The great and increasing size of Turkish cemeteries is due to the
repugnance of the people to disturbing the soil where once a body has
been laid. The Chinese and the inhabitants of the Sunda Isles
(says the authority just quoted) seem to vie with each other in the
reverence with which they regard the burial-places of their ancestors,
which almost invariably occupy the most beautiful and sequestered
sites. The graves are usually overgrown with long grasses and
luxuriantly flowering plants. In like manner the Moors have a
particular shrub which overspreads their graves, and no one is
permitted to pluck a leaf or a blossom.

The simple Breton people are deeply religious, and their veneration
for the dead is intense.

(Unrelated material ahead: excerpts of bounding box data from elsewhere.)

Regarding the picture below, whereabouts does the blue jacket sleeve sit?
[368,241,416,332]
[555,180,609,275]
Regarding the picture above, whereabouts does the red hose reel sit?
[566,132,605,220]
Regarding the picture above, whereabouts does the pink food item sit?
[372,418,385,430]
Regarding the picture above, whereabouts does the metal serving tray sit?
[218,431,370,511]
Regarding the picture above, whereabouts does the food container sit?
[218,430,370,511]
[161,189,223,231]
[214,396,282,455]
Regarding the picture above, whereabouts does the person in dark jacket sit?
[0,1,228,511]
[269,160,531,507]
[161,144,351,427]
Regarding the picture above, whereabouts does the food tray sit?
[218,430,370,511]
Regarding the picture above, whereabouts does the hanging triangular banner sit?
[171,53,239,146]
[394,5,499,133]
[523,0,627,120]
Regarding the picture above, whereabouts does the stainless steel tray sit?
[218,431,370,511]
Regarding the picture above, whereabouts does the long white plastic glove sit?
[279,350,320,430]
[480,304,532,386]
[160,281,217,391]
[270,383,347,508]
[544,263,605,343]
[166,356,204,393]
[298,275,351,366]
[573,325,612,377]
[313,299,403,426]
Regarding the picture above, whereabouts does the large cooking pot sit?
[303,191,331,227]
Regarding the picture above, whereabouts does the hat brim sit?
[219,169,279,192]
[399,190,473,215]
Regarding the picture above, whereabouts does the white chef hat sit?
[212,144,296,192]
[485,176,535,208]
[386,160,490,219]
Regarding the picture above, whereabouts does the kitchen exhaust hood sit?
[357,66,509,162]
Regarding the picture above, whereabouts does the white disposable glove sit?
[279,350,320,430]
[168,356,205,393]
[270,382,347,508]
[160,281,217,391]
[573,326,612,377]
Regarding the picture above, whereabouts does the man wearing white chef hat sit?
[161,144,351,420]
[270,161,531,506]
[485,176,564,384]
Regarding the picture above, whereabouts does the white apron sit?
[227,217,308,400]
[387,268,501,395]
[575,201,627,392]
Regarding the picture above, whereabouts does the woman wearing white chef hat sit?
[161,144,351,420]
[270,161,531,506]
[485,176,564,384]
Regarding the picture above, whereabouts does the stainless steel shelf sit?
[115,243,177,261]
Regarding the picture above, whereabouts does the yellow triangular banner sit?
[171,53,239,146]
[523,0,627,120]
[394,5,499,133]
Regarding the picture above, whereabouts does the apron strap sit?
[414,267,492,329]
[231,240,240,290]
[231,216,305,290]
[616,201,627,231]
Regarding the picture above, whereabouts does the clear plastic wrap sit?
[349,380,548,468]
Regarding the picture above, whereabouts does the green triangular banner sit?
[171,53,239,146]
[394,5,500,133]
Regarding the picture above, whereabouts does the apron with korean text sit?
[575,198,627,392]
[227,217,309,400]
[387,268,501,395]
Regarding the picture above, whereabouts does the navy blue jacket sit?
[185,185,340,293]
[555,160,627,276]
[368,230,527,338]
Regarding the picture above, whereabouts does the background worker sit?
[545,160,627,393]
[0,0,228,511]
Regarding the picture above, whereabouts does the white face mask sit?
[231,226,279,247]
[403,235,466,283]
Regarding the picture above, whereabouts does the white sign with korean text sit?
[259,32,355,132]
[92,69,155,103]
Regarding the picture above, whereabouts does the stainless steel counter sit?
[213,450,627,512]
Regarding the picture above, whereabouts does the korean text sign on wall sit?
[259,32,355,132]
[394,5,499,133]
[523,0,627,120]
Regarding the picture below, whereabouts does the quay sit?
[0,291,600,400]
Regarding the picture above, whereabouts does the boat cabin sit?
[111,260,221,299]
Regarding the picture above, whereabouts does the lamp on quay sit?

They are frequently to be seen--men, women,
and children--kneeling on the ground in their churchyards, praying
among the graves. It may therefore be well believed that in the period
of burial reform which overspread the Continent in the earlier part of
the nineteenth century there was great opposition in Brittany to the
establishment of remote cemeteries. The thought of burying elsewhere
than in the parish churchyard was to the minds of the parishioners a
species of impiety. When reasoned with they would answer:

"Our fathers were buried here, and you would separate us from our
dead. Let us be buried here, where our kinsfolk can see our graves
from their windows, and the children can come at evening to pray."